Thanks to Brian and Amal Storseth for hosting a terrific fundraiser for the @OntarioPCParty at their home in Ottawa. #onpoli pic.twitter.com/Cu420LLyuz

— Patrick Brown (@brownbarrie) October 31, 2016


As it happens, Brian Storseth’s wife, Amel, works as an assistant to Brown’s successor and friend Alex Nuttall, the current Barrie Conservative MP who called a news conference at the end of January to denounce Brown’s downfall as an inside job by Toronto elites. Nuttall is “one of our federal endorsements,” Storseth said.
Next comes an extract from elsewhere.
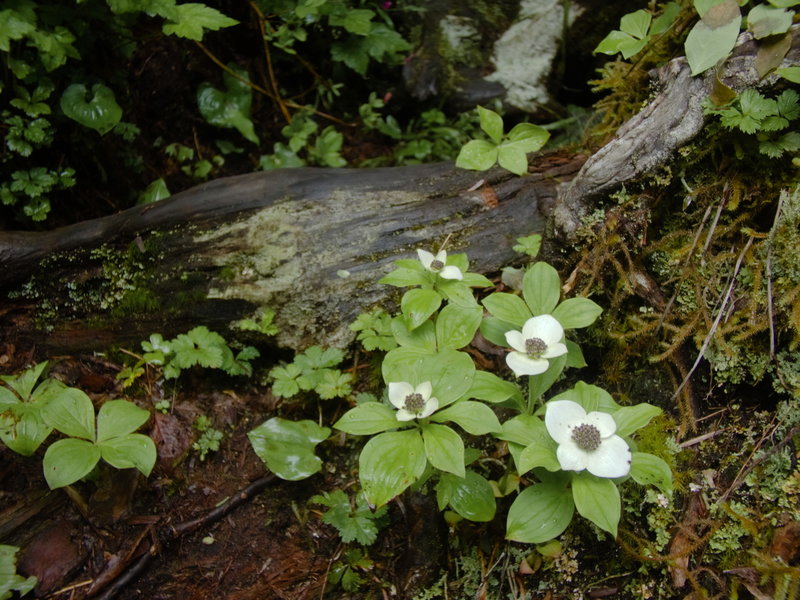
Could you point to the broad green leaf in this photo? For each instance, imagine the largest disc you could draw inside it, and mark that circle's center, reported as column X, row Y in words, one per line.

My statement on the @OntarioPCParty pic.twitter.com/c14gEvnXNS

— Alex Nuttall MP (@AlexNuttallMP) January 31, 2018


The first person to speak up directly on Brown’s behalf — not just in his defence, but directly for him — after he resigned was Alise Mills, a crisis-communications expert. She’s based in Vancouver but did a short stint in Ottawa as the head of Conservative Voice, a non-profit formed to push for fiscal conservatism and small government (its website doesn’t seem to have been updated since Mills left in about 2016, though it has a Facebook page).

Brown ran for the provincial Tory leadership as an outsider come to shake things up. After he defeated establishment candidate Christine Elliott, he imported experienced pros from Stephen Harper’s party and government to join his staff as leader of the opposition at Queen’s Park, to run the Progressive Conservative party and to plan the upcoming election campaign. Other former MPs flocked to Brown’s side as provincial candidates.

Brown’s own backroomers kicked the struts out from under him when the allegations of sexual misdeeds first aired, quitting en masse while Brown gave his news conference denying everything — when they left him, they seemed to take the promise of victory in June with them. The ex-MPs have mostly moved over to Caroline Mulroney’s camp; that was before Brown’s surprise entry in the leadership race Friday, but there’s been no mass defection back to Brown’s side.

His prominent backers now mostly fall into two groups: federal-politics allies such as Storseth and people he recruited to the provincial party after becoming leader. As he kicked off his campaign in Mississauga on Sunday, he had one veteran MPP with him in Toby Barrett of Haldimand-Norfolk, The others on stage with him were family, rookie MPP Ross Romano of Sault Ste. Marie; and a passel of yet-unelected candidates, including Carleton’s Goldie Ghamari.

(Ottawa-Vanier’s Fadi Nemr backs Brown, too. Orléans candidate Cameron Montgomery is with Christine Elliott. Kanata-Carleton’s Merrilee Fullerton supports Caroline Mulroney. Sitting Nepean-Carleton MPP Lisa MacLeod is staying neutral, Ottawa South’s Karin Howard hasn’t made an endorsement, and Ottawa Centre and Ottawa West-Nepean don’t currently have Progressive Conservative candidates.)

Brown’s backers are effectively lined up against interim leader Vic Fedeli and Lanark MPP Randy Hillier. Fedeli, who until Friday I’d have said was universally respected by Ontario Tories, talks about the party having rotted under Brown’s leadership and kicked him out of the caucus. Hillier, the former maverick populist who’s adapted to life on a team in his 10 years in politics, has been a human flamethrower pointed at Brown for a week now, accusing him of flat-out fraud in his administration of the party.


My statement why @brownbarrie is unfit to be a member of the PC caucus, the leader of the PC Party, or the Premier of Ontario #onpoli #PCPOLdr pic.twitter.com/b78kMWubCi

— Randy Hillier (@randyhillier) February 18, 2018


If Brown should win his way back, it’ll be awfully hard for them to stick around under his renewed leadership. But Brown didn’t need their support when he won last time, and with a seemingly bottomless well of federal-politics friends to draw on, maybe he won’t need it this time, either.